The BBC is far from perfect.

At times we in the Liberal Democrats have been among its sharpest critics, rightly pointing to its uneven decision-making, occasional failure to challenge populist narratives, and its choice to give disproportionate airtimes to parties such as Reform UK whose parliamentary representation remains limited.

Yet, as the Corporation faces one of the most serious crisis in its recent history, we should step back and recognise that, despite its flaws, it still stands as one of the last bulwarks against the malign forces corroding our politics and media ecosystem.

Yesterday the BBC’s Director General, Tim Davie, and the News Chief, Deborah Turness, tendered their resignations.
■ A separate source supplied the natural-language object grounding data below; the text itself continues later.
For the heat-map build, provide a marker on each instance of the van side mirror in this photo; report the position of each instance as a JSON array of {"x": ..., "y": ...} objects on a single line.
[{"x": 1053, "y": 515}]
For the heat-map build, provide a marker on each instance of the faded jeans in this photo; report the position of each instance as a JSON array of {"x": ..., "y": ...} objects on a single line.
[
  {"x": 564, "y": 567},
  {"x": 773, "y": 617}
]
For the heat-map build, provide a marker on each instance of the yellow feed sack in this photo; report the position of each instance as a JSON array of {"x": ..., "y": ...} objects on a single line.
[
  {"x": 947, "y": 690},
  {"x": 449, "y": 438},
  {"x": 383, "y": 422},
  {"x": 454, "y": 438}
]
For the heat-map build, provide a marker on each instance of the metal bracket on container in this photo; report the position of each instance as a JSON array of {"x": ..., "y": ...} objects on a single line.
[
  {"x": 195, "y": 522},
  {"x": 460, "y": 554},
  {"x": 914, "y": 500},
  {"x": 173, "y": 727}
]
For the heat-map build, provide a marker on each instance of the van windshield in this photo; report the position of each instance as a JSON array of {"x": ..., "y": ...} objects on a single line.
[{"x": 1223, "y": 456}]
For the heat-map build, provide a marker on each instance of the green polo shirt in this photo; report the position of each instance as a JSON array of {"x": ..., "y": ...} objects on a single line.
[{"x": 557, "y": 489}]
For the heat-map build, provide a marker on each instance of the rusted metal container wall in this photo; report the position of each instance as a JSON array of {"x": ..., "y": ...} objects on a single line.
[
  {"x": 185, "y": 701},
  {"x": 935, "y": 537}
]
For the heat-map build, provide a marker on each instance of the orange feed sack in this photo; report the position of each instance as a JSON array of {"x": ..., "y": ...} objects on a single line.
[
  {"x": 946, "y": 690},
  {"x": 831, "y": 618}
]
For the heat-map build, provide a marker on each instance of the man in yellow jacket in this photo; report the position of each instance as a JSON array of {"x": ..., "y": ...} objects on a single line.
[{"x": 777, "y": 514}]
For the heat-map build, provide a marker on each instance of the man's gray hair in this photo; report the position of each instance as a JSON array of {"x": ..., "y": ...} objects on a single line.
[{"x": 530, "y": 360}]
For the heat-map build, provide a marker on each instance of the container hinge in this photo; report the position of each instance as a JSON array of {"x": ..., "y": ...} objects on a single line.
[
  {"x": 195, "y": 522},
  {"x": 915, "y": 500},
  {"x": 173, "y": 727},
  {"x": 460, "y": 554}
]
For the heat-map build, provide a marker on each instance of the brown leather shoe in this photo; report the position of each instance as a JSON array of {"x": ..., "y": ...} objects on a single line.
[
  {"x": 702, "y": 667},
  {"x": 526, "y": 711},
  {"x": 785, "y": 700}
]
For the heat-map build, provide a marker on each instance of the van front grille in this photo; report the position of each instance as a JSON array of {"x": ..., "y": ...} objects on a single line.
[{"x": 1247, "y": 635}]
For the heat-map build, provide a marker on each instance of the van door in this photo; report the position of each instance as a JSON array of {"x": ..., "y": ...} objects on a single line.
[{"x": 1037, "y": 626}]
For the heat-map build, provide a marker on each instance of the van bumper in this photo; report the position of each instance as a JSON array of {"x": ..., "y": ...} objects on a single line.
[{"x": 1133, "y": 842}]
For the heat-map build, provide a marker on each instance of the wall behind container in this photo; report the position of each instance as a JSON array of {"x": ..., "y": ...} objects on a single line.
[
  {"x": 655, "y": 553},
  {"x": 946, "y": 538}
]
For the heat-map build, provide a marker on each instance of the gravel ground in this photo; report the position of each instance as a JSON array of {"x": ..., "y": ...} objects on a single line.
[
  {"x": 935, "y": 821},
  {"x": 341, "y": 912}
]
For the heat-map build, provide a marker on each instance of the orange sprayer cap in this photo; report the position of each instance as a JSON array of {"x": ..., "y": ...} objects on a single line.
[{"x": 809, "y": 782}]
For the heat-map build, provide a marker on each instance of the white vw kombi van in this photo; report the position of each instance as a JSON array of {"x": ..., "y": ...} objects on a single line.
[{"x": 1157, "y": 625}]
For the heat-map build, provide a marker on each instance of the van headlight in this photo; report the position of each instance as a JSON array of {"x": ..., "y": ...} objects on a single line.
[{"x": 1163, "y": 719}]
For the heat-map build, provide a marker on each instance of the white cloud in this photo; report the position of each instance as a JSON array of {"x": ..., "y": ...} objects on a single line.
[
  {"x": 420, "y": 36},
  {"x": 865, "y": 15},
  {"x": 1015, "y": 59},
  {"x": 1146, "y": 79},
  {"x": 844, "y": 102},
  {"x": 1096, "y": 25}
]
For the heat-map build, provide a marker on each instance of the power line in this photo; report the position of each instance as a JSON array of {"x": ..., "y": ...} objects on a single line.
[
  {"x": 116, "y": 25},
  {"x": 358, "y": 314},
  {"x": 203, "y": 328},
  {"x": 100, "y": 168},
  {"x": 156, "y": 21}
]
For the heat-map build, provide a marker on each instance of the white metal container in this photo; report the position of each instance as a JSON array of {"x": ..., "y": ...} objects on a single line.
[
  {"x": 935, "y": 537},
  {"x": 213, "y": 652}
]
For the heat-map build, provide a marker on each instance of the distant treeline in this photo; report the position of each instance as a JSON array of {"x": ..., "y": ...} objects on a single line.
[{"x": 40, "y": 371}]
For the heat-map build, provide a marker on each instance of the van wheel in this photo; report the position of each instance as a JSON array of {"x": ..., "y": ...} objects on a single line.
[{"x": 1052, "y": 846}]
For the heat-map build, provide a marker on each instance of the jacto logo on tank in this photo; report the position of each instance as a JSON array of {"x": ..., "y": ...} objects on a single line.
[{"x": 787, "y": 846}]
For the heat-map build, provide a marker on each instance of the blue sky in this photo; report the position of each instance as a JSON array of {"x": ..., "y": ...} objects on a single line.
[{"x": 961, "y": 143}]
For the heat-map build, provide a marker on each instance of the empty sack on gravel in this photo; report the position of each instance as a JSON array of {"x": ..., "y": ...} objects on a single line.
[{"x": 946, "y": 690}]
The immediate trigger was a whistleblower memo that accused the BBC of “serious and systematic” bias in its coverage of issues including Donald Trump, Gaza, and trans rights.

The specific spark was the editing of speech by the US President which, critics argue, omitted key phrases that softened his rhetoric and thus altered its meeting.

It is a messy episode, one that the BBC must address with humility and urgency.

But it is precisely because the BBC is meant to be a strong, independent, public institution that this moment matters so much.

We must defend its purpose even as we demand reform.

It is fashionable to bash the BBC.

To the populist Right, it is a bastion of “metropolitan liberalism”-to sections of the Left, it is a tool of the establishment.

Neither caricature holds up.

What the BBC truly represents is an institution trying-often imperfectly-to balance truth, fairness, and impartiality in an age when those qualities are very much under siege.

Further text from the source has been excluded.